1  Je vais d’abord donner une brève explication au titre de cet article qui peut paraître un peu brusque. C’est une toute petite découverte personnelle qui m’a inspiré ce titre : en lisant les poèmes de Supervielle, je me suis rendu compte que je les reproduisais en moi souvent avec la voix d’un enfant. Je me demande d’où vient cette voix ? Voici le point de départ de cet article.

2  L’enfant est l’un des habitants les plus privilégiés de l’univers de Supervielle. À cet égard, Philippe Jaccottet note que « [Supervielle a] été un des très rares poètes à pouvoir, sans niaiserie, faire entrer des enfants dans la chambre de ses vers1. » Mais ce dont il est question ici, ce ne sont pas forcément des poèmes dans lesquels apparaissent les enfants.

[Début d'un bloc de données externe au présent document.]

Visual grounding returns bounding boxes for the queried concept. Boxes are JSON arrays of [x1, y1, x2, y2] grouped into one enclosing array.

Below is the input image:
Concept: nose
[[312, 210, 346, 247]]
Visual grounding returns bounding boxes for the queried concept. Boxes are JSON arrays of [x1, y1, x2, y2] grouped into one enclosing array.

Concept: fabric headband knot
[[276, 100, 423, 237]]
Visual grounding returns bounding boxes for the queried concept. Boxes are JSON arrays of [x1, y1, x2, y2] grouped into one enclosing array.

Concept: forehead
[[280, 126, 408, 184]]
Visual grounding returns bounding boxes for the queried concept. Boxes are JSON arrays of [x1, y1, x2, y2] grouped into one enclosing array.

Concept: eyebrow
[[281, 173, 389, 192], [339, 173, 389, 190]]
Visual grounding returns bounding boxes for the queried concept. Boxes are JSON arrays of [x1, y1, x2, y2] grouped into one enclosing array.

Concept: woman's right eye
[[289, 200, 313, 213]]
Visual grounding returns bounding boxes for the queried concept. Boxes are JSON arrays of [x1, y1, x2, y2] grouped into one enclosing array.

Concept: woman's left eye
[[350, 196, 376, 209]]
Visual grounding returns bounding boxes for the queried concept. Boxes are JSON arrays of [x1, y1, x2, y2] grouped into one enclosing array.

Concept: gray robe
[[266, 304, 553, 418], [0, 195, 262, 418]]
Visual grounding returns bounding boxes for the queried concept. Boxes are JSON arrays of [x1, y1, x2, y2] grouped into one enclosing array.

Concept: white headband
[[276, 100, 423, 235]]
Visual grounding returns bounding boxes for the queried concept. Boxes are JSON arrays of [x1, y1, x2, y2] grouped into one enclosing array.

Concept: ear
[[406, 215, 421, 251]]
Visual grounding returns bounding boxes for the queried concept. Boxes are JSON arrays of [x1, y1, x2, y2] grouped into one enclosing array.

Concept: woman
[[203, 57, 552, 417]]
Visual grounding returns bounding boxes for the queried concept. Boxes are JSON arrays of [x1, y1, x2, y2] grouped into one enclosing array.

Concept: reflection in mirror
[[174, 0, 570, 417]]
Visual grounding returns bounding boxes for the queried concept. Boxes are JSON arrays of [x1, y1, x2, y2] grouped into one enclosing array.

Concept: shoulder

Car quand je lis Supervielle, j’entends la voix d’un enfant même là où celui-ci n’est pas mentionné : il est présent plutôt dans la voix même du poète, à savoir dans son je. Si je me permets une petite digression, dans ma langue maternelle –– le Japonais –– qui est foncièrement différente de la langue française, le pronom personnel de la première et de la deuxième personne possède plusieurs formes ayant différentes connotations et on les choisit judicieusement selon le sexe, l’âge ou la relation que l’on établit avec son interlocuteur ; il y a donc, pour ainsi dire, un je-masculin, un je-féminin, un tu-enfant, un tu-adulte, etc. Dans notre langue, le Je et le Tu sont foncièrement variables et flottants, comme pour attester cette phrase de Michaux : On n’est pas seul dans sa peau. Ce qui constitue d’ailleurs l’une des pierres d’achoppement dans la traduction des œuvres littéraires en japonais, mais –– et cela concourt à mon impression à propos du je de Supervielle –– ses poèmes sont traduits par un « je-enfant »par un certain nombre de ses traducteurs. Le poète qui accueillit des enfants dans la chambre de ses vers garde lui aussi son enfance. Ami des enfants et de l’enfance, il rappelle le héros du Voleur d’enfants, le colonel Bigua, chez qui la paternité n’exclut pas une sorte d’infantilisme.

Insupportable dialogue

3   La voix de Supervielle est avant tout une voix qui appelle, qui apostrophe. Elle s’adresse non seulement à nous, les humains, mais aussi au bœuf, au poisson, à l’arbre, à l’étoile, à la nuit, etc., bref, à tout ce qui n’a pas la parole. Or, pourquoi le poète préfère-t-il fuir sur les rives ou au fond des bois quand il a quelque chose à dire ? Ainsi s’interrogeait, non sans humour, le poète russe Ossip Mandelstam dans son court essai intitulé « De l’interlocuteur ». Il appelle même cet habitus des poètes « anormalité évidente » : « Les gens n’ont pas tort, lance-t-il, de taxer de fous ceux dont les propos s’adressent à la nature et aux objets inanimés, plutôt qu’à leurs frères bien vivants2. » Depuis Orphée, le poète est réputé capable de se faire entendre de ceux qui ne lui répondent pas. Mais parfois, Supervielle, ne se contentant pas d’une adresse aussi unilatérale, donne la parole à ses auditeurs muets. Le poème « L’oiseau » nous en fournit un bel exemple3. Dans ce poème, nommé à l’origine « Dialogue », Supervielle convoque un oiseau pour établir un dialogue avec lui. Or, « établir un dialogue avec son interlocuteur », on voudrait bien penser a priori que c’est là la finalité de tous les poètes dits lyriques dans la mesure où l’adresse doit toujours impliquer la réponse. Mais ce dialogue entre le poète et l’oiseau les amène à une rupture fatale : le poète en vient à tuer l’oiseau à force de lui poser des questions d’une innocence d’enfant, un peu à la manière d’un garçon dont la main curieuse donne la mort à un papillon qu’elle attrape. Loin d’établir un entretien amical, le poète et l’oiseau finissent par s’exclure, chacun gêné par la présence de l’autre : le poète épouvante l’oiseau par sa parole, si rassurante soit-elle en apparence, et l’oiseau empêche le poète d’être seul à cause de son regard. Comme si la parole et le regard révélaient leur violence quand deux interlocuteurs sont en tête-à-tête dans l’« étroite chambre » du poète, c’est-à-dire dans le poème.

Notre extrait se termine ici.